Bobby Joe scanned the images, looking for any inconsistency that could disprove the hypothesis. He didn't find one. "So are you saying the Archies have a pictographic language?"
"I'm betting they don't. If their history is something like ours, separate groups developed their own languages, and pictographs are an easy solution that allows a group of people who don't all use the same language to quickly understand the message. Even if they do all use the same language now, pictographs are still convenient shorthand."
"So all we need to do is figure out what these other seven pictures mean? How do we do that?"
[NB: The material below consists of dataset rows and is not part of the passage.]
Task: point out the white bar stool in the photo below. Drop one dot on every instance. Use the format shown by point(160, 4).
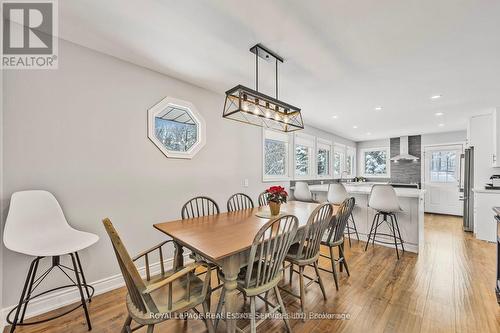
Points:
point(384, 200)
point(36, 226)
point(337, 193)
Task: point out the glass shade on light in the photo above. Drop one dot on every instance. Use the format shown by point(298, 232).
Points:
point(252, 107)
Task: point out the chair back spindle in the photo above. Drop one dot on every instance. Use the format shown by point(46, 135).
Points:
point(199, 206)
point(339, 222)
point(317, 224)
point(239, 201)
point(133, 281)
point(269, 249)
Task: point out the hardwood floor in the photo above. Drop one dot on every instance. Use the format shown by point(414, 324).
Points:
point(447, 287)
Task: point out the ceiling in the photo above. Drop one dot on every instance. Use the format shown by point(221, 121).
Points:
point(342, 58)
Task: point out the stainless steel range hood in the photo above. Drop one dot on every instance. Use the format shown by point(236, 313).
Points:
point(403, 151)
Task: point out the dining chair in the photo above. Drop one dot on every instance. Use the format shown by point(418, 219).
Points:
point(155, 299)
point(36, 227)
point(384, 200)
point(239, 201)
point(197, 207)
point(264, 267)
point(334, 238)
point(337, 193)
point(306, 252)
point(302, 192)
point(263, 199)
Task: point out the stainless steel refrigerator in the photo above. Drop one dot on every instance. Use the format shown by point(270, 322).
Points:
point(466, 186)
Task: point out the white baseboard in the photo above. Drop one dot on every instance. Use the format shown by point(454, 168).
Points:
point(64, 297)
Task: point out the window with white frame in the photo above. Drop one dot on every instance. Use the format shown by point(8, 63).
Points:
point(443, 166)
point(323, 158)
point(376, 162)
point(338, 160)
point(350, 162)
point(275, 156)
point(304, 148)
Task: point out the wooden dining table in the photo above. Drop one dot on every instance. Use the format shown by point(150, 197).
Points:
point(225, 240)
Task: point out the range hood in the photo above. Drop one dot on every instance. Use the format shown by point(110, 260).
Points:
point(403, 151)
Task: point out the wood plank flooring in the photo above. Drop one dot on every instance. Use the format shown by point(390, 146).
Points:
point(448, 287)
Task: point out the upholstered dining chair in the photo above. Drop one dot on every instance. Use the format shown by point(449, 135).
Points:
point(264, 267)
point(302, 192)
point(334, 238)
point(306, 251)
point(263, 199)
point(337, 193)
point(239, 201)
point(36, 226)
point(153, 300)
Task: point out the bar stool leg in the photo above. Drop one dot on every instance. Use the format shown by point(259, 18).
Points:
point(399, 233)
point(21, 299)
point(393, 228)
point(80, 289)
point(370, 233)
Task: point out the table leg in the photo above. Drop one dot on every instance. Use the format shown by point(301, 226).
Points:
point(231, 267)
point(178, 256)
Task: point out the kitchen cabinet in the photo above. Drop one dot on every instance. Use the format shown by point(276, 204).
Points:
point(485, 227)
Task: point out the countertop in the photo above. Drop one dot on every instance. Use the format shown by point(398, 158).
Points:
point(366, 189)
point(483, 190)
"That's the first step. And all I can say for now is keep your mind as open as you can, and be prepared for the possibility that we just won't be able to decipher everything. Think about the ‘I Love New York’ bumper sticker with the heart symbol for the word 'love' and what the Archies would need to know to understand it. The heart is an internal organ, so they're not going to know what it looks like without a dissection or a scan. Then they would need to know that our stylized shape correlates to the heart, and they'd need to know the historical basis for believing the heart is the source of emotion. Plus they'd need to know that in that context, red is good. The symbol is actually an ideogram, not a pictograph."